How do you differentiate #f(x)=sin^2(lnx)xcos^2(x^2)# using the chain rule?

1 Answer
May 15, 2017

#=-4x^2sin^2(lnx)sin(x^2)cos(x^2)+sin^2(lnx)cos^2(x^2)+xsin(2lnx)cos^2(x^2)

Explanation:

#=[sin^2(lnx)][d/dx(xcos^2(x^2))]+[d/dx(sin^2(lnx))][xcos^2(x^2)]#
#=[sin^2(lnx)][(x)(d/dx(cos^2(x^2)))+(1)(cos^2(x^2))]+[(2sin(lnx)cos(lnx))/x][cos^2(x^2)]#
#=[sin^2(lnx)][(x)(-2sin(x^2)cos(x^2)(2x))+cos^2(x^2)]+[sin(2lnx)cos^2(x^2)]#
#=-4x^2sin^2(lnx)sin(x^2)cos(x^2)+sin^2(lnx)cos^2(x^2)+xsin(2lnx)cos^2(x^2)#

The chain rule is very messy here but this should guide you:
For #sin^2(lnx)#, differentiate the quadratic term, triginometric term, #ln# term and lastly the #x# term.

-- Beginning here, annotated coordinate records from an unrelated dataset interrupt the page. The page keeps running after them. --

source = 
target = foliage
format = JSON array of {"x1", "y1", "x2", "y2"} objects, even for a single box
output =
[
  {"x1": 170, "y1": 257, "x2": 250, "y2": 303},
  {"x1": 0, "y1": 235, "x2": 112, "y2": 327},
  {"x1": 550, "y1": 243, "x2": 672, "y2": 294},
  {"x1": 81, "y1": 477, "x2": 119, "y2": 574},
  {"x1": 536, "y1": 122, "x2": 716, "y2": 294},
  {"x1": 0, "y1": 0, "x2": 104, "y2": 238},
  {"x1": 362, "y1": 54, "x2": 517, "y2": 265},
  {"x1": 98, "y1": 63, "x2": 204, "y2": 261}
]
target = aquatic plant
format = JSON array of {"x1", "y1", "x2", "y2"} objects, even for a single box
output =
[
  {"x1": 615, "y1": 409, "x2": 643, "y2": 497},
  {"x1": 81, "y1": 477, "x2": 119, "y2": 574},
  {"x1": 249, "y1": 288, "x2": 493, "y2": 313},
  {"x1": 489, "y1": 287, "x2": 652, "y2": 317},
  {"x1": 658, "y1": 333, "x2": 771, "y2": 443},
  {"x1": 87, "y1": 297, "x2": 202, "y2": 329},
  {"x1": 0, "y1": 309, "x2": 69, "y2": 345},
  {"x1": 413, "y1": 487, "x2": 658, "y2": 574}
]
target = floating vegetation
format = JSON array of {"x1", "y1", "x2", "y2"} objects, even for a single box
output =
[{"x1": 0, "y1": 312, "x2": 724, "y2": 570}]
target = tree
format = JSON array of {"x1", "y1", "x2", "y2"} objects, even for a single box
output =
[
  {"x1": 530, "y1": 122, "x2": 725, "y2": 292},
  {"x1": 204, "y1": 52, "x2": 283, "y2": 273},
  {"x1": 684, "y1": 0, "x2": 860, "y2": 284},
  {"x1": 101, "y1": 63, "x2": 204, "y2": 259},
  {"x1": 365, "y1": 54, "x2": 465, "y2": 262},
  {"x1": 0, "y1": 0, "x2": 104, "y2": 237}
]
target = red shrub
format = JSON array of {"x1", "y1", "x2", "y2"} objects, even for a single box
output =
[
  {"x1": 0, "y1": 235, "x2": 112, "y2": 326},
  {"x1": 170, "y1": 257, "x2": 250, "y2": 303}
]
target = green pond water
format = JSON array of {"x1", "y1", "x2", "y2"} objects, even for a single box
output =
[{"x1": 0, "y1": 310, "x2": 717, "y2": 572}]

For #xsin^2(x^2)# Use Product Rule to separate #x#. Differentiate the quadratic term, then the trigonometric term then the inside #(x^2)# term.
#d/dx[cos^2(x^2)]->2cos(x^2)->-2cos(x^2)sin(x^2)->-4xsin(x^2)cos(x^2)#